Pretty much all of the critics you mentioned were right in some small way. Relying on printed material does have downsides compared to memorization - for a modern example, consider the disadvantages of googling for information vs. actually learning it.
There’s a difference between Googling and comprehension. Google is a great substitute for remembering facts and details. It means there’s more room in my brain for concepts and things that can’t just be Googled for.
Treat Google as an augmentation of your brain. You both do what you’re good at (facts vs. concepts) and you end up better overall.
I don't know if I completely believe the more room for your memory part. That's my excuse for not memorizing things that take a few minutes to look up. I don't necessarily believe it as a truth. I've heard the memory of people in countries where paper is scarce tends to be amazing. This was before the everyone had a phone. I think we would have to measure how much memory is achievable for certain tasks before we can calculate room saved for concepts and where the threshold becomes an advantage. Anyway I'm a skeptic either way.

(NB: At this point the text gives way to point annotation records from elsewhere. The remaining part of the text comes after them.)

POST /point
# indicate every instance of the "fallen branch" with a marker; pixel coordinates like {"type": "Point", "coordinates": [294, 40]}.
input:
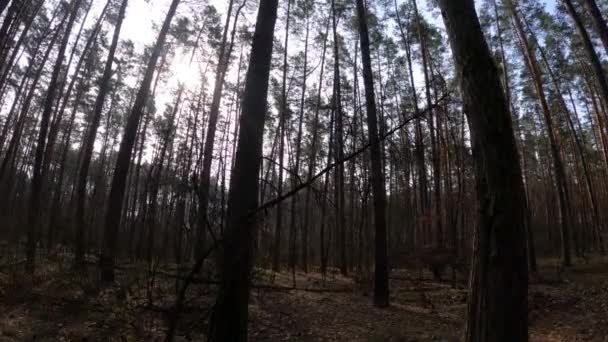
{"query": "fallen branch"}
{"type": "Point", "coordinates": [329, 167]}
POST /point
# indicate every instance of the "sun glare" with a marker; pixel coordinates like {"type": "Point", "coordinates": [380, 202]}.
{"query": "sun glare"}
{"type": "Point", "coordinates": [185, 72]}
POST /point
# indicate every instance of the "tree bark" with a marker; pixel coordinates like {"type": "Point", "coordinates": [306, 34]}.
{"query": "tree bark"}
{"type": "Point", "coordinates": [230, 312]}
{"type": "Point", "coordinates": [497, 309]}
{"type": "Point", "coordinates": [117, 190]}
{"type": "Point", "coordinates": [381, 291]}
{"type": "Point", "coordinates": [89, 140]}
{"type": "Point", "coordinates": [598, 21]}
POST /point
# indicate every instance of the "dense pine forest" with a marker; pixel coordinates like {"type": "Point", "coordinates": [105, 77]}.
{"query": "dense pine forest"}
{"type": "Point", "coordinates": [303, 170]}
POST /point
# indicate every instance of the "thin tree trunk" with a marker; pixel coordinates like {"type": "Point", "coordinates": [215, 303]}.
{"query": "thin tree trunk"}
{"type": "Point", "coordinates": [117, 190]}
{"type": "Point", "coordinates": [230, 312]}
{"type": "Point", "coordinates": [381, 291]}
{"type": "Point", "coordinates": [497, 303]}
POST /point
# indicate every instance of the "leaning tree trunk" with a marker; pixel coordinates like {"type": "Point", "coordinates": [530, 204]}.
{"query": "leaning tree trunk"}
{"type": "Point", "coordinates": [230, 314]}
{"type": "Point", "coordinates": [381, 292]}
{"type": "Point", "coordinates": [497, 309]}
{"type": "Point", "coordinates": [117, 190]}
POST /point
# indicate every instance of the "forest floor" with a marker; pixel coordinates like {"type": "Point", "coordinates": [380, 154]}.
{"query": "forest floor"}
{"type": "Point", "coordinates": [58, 305]}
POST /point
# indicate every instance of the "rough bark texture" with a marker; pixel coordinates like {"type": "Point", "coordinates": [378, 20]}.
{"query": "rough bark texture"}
{"type": "Point", "coordinates": [89, 140]}
{"type": "Point", "coordinates": [230, 314]}
{"type": "Point", "coordinates": [598, 21]}
{"type": "Point", "coordinates": [117, 190]}
{"type": "Point", "coordinates": [381, 291]}
{"type": "Point", "coordinates": [498, 301]}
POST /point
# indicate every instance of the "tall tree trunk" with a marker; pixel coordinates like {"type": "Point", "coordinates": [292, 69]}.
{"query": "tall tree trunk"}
{"type": "Point", "coordinates": [222, 66]}
{"type": "Point", "coordinates": [230, 312]}
{"type": "Point", "coordinates": [89, 141]}
{"type": "Point", "coordinates": [117, 190]}
{"type": "Point", "coordinates": [312, 157]}
{"type": "Point", "coordinates": [598, 21]}
{"type": "Point", "coordinates": [278, 228]}
{"type": "Point", "coordinates": [339, 171]}
{"type": "Point", "coordinates": [381, 291]}
{"type": "Point", "coordinates": [435, 210]}
{"type": "Point", "coordinates": [37, 171]}
{"type": "Point", "coordinates": [296, 168]}
{"type": "Point", "coordinates": [554, 138]}
{"type": "Point", "coordinates": [594, 59]}
{"type": "Point", "coordinates": [498, 308]}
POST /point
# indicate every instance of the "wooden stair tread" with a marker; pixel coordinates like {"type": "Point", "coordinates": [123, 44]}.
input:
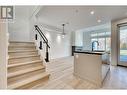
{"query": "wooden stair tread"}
{"type": "Point", "coordinates": [28, 80]}
{"type": "Point", "coordinates": [24, 46]}
{"type": "Point", "coordinates": [23, 63]}
{"type": "Point", "coordinates": [19, 42]}
{"type": "Point", "coordinates": [22, 56]}
{"type": "Point", "coordinates": [23, 71]}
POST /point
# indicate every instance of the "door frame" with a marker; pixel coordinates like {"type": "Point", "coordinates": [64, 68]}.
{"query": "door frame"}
{"type": "Point", "coordinates": [119, 63]}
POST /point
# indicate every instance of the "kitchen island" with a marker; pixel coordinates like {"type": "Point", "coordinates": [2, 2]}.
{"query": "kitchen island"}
{"type": "Point", "coordinates": [91, 65]}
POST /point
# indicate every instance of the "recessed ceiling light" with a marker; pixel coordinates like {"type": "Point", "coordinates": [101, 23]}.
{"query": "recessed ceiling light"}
{"type": "Point", "coordinates": [92, 12]}
{"type": "Point", "coordinates": [99, 20]}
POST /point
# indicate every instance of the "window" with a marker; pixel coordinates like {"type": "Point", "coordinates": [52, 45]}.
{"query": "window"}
{"type": "Point", "coordinates": [103, 39]}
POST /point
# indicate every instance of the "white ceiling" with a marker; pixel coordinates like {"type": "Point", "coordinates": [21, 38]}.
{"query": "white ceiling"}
{"type": "Point", "coordinates": [79, 17]}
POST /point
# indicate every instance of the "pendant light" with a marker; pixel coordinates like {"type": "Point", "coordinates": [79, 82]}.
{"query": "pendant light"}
{"type": "Point", "coordinates": [63, 33]}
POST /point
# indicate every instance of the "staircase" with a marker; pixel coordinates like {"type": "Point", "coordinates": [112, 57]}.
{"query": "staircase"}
{"type": "Point", "coordinates": [25, 68]}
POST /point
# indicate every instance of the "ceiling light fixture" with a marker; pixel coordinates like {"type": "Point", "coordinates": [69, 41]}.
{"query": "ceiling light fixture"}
{"type": "Point", "coordinates": [98, 20]}
{"type": "Point", "coordinates": [92, 12]}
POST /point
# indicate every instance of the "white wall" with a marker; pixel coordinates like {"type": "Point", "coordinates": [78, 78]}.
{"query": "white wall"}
{"type": "Point", "coordinates": [19, 30]}
{"type": "Point", "coordinates": [87, 45]}
{"type": "Point", "coordinates": [3, 55]}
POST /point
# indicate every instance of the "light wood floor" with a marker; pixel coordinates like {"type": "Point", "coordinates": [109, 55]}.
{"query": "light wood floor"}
{"type": "Point", "coordinates": [61, 71]}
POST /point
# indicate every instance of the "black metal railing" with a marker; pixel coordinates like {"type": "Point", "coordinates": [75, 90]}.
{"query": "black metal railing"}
{"type": "Point", "coordinates": [45, 41]}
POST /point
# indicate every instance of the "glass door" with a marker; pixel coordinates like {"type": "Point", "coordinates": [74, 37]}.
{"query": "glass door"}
{"type": "Point", "coordinates": [122, 45]}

I feel I don't really understand the last line, in that I cannot find any disadvantages-
Google being so widely available means that people stop caring about memorizing things that are easily googleable, but that is pretty orthoganal to "actually learning". Google being available makes this distinction clear. If it can be easily googled for, it's a fact and remembering facts is for paper and bits. Most things aren't on google. Use your brain for the hard stuff.
I disagree. It's more about how often or how deeply you need to leverage information. Having facts in one's brain for immediate integration and synthesis matters to the translator or chemist, for instance.
By having information in your brain, your subconscious self will have worked out how to apply it in clever and novel ways as an extension of your problem solving capacity.
You can see it in your daily life too - for instance, you might occasionally find yourself programming with a new container or data structure library. The interface is hopefully simple enough to figure out at a glance, and you can look up things you don't know. But you'll likely move slower than if you had known the tool like the back of your hand. And more importantly, the lack of familiarity prevents your brain from being able to fully work at the level of the problem, since it's now forced to juggle with all the new information about the shape and behavior of the API.
Googling something once to figure out how to do something is an advantage. But, if you constantly google the same task over and over again you should probably put in the effort into learning it.
Mindlessly cutting and pasting from the search results such as from stackoverflow can be anywhere from a waste of your time to extremely dangerous. But, on the other hand when it works it makes you much faster than if you tried to solve the problem yourself.
Consider the advantages to googling: I can get expert advice on areas I know nothing about and use that advice to complete tasks that I would otherwise need specialist help with.
Example 1: I only cook occasionally, yet I made great Kimchi the other day by watching a YouTube video.
Example 2: I replaced the big end bearings on a small petrol 2 stroke by using a YouTube video.
We learn how to choose good instructional material and we learn how to apply it.
Learning is expensive in terms of your own time and the time of an expert teaching you. Imagine spending years to learn a foreign language to understand a single article on the internet vs just using google translate and accepting the low quality. It's best to have as many substitutes to learning as possible.